Carlos Gil tem um atelier/loja na Avenida da Liberdade. Uma frase assim dita não levanta surpresa. É natural que um estilista português tenha escolhido ter o seu atelier na avenida mais chique da capital portuguesa. Mas tudo muda se se disser que a Avenida da Liberdade em questão fica na cidade do Fundão. É, claro, a avenida central da cidade beirã. Mas essa importância é sempre relativa quando estamos a falar de um lugar a 300 quilómetros das capitais da moda portuguesa, Lisboa e Porto. É certo, o Fundão faz parte da cintura industrial dos lanifícios, da confeção e da tradição dos tecidos para exportação. Mas nada disso o torna o lugar ideal para acolher um estilista como Carlos Gil, que conseguiu, com o trabalho de 17 anos, árduo e a pouco e pouco, chegar aos palcos do mundo – ainda agora esteve na Semana da Moda de Milão a apresentar a coleção primavera-verão 2016.

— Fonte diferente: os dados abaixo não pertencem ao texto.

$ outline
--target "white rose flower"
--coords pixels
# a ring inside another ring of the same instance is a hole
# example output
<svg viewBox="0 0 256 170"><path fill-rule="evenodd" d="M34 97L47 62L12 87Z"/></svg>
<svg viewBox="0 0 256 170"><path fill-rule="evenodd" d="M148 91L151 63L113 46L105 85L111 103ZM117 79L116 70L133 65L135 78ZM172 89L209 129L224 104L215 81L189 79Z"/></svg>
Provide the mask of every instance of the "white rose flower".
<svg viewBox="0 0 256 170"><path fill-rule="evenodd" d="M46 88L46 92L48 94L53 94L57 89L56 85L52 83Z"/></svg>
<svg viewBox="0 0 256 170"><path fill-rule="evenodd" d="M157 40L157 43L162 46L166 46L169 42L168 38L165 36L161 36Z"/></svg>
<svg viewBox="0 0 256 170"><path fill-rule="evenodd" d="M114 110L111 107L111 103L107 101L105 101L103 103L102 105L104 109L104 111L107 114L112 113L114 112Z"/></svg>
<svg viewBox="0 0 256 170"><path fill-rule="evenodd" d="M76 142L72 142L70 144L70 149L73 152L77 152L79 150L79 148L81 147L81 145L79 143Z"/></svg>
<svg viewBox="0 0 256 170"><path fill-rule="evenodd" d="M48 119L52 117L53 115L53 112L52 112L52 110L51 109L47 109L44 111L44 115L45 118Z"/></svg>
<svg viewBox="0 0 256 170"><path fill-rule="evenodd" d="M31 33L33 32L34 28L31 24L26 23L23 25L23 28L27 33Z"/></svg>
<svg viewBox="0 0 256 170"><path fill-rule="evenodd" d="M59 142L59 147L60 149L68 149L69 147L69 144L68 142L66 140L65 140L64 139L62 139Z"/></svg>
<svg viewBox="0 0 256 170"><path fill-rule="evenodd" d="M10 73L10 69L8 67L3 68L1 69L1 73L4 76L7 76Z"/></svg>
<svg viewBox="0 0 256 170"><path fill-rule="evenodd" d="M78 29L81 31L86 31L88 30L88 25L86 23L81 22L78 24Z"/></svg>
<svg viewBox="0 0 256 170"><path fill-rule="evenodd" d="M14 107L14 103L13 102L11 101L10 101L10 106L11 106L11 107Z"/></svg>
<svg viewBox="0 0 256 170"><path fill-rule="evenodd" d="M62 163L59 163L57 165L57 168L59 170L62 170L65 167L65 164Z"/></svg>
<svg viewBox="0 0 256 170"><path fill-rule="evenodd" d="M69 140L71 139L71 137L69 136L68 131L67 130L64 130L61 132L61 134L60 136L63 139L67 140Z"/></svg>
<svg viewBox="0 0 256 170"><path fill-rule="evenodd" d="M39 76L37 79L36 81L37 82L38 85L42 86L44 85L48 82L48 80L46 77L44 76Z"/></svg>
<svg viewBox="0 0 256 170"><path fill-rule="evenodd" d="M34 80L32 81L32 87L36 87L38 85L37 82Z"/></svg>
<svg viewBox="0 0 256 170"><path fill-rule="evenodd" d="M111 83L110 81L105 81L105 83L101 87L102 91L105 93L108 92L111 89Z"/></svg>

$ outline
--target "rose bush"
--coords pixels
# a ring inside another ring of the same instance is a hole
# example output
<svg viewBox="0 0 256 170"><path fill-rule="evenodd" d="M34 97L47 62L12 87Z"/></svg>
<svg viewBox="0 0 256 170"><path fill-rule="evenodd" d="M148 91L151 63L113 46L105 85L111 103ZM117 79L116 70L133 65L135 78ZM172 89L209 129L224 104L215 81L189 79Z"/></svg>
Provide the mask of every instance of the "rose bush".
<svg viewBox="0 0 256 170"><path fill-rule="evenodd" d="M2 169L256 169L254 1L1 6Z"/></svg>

Pois, mas foi precisamente esse o lugar que Carlos Gil escolheu. E a escolha que conseguiu manter até hoje – com força e determinação. E isso explica-se por duas razões. Pessoais: o conforto e a sensação de sentir-se em casa que lhe dá paz para criar. E, também, porque o Fundão fica a meio caminho entre Lisboa, o Porto e a internacionalização – perto das autoestradas que levam a nossa moda daqui para fora. Ora, deixando-se ficar nesse lugar de conforto, acabou por colocar também o Fundão no mapa da moda.
Não é costume esta crónica debruçar-se sobre entrevistados da revista. Este é um exercício de certa forma injusto para quem nos dá o seu tempo e as suas memórias – porque aqui falamos de quem de nós não pode falar. Abro uma exceção para falar de Carlos Gil. Gosto de personagens controversas como ele, que apareceu na vida pública por vestir Maria Cavaco Silva e provocou uma das polémicas do verão depois de o próprio Presidente o ter condecorado com a Ordem do Infante D. Henrique. Gosto de pessoas que não são unânimes, porque isso normalmente quer dizer que têm algo diferente para dizer. E gosto de perceber o que está por detrás disto tudo.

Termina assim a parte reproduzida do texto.